Vu l’absence d’observations du conseil d'[D] [G].
Vu les observations de l’avocat de la préfecture reçues par courriel le 9 mars 2026 à 22 heures 01 tendant à la confirmation de la décision entreprise.
MOTIVATION
L’appel d'[D] [G], relevé dans les formes et délais légaux prévus par les dispositions des articles L. 743-21, R. 743-10 et R. 743-11 du code de l’entrée et du séjour des étrangers et du droit d’asile (CESEDA) est déclaré recevable.
Aux termes de l’alinéa 2 de l’article L. 743-23 du CESEDA, le premier président ou son délégué peut, lorsqu’il est saisi d’un appel contre une décision rendue par le juge du tribunal judiciaire dans les cas prévus aux articles L. 741-10 et L. 742-8, rejeter la déclaration d’appel sans avoir préalablement convoqué les parties s’il apparaît qu’aucune circonstance nouvelle de fait ou de droit n’est intervenue depuis le placement en rétention administrative ou son renouvellement, ou que les éléments fournis à l’appui de la demande ne permettent manifestement pas de justifier qu’il soit mis fin à la rétention.
La requête d’appel d'[D] [G] est une réplique de la requête en contestation déposée devant le premier juge, sauf à ne pas maintenir les moyens tirés de l’incompétence de l’auteur de l’acte attaqué et de l’insuffisance de motivation qui ont été abandonnés en première instance. Elle ne comprend aucune pièce nouvelle.

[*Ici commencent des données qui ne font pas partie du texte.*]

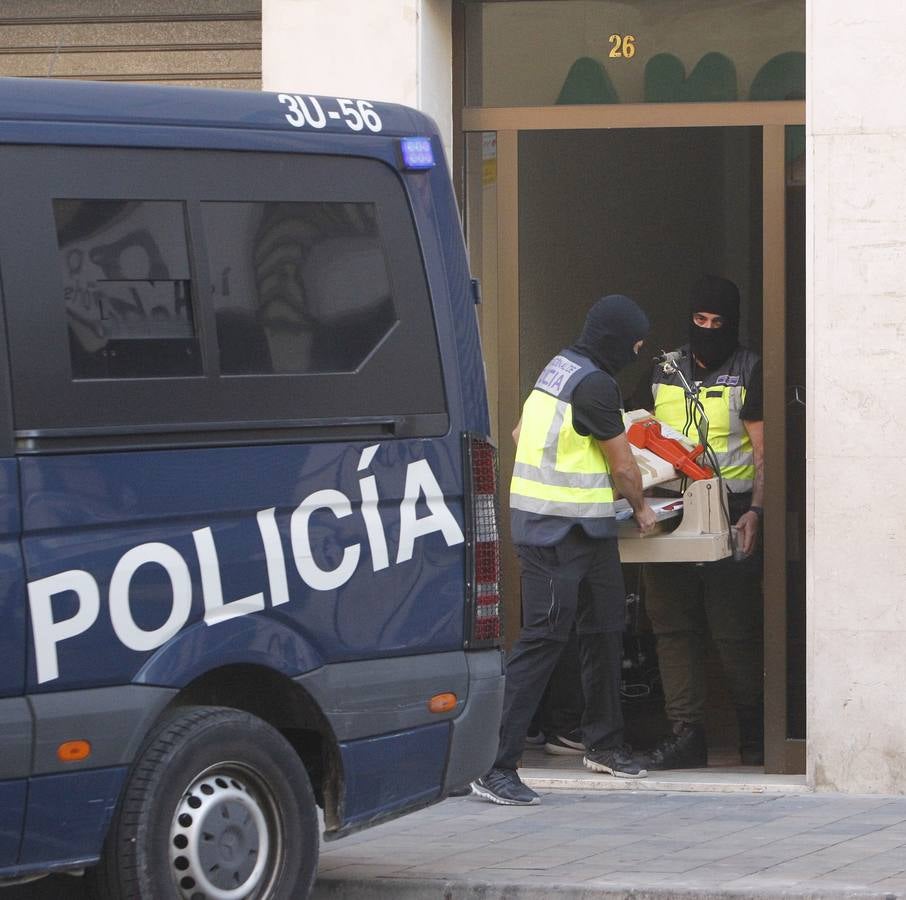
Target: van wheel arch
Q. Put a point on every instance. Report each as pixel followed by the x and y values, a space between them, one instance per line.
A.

L’appelant n’apporte aucune critique à l’ordonnance déférée et à la motivation retenue par le premier juge sauf à formuler son désaccord sur son analyse en relevant appel et en se bornant à réitérer sa requête initiale.
En l’absence de moyen nouveau et d’une discussion de leur contenu, les motifs particulièrement clairs, circonstanciés, complets et pertinents développés par le premier juge sont adoptés purement et simplement.
En outre, [D] [G] ne démontre pas une atteinte disproportionnée à ses droits consécutive à son maintien en rétention.
En conséquence qu’il y a lieu de considérer que les éléments invoqués par [D] [G] ne permettent pas de justifier qu’il soit mis fin à sa rétention administrative tandis qu’il n’invoque ni ne justifie d’aucune circonstance nouvelle de droit ou de fait depuis son placement en rétention.
Son appel doit dès lors être rejeté sans audience et l’ordonnance entreprise est confirmée.
PAR CES MOTIFS
Déclarons recevable l’appel formé par [D] [G],
Confirmons en toutes ses dispositions l’ordonnance déférée.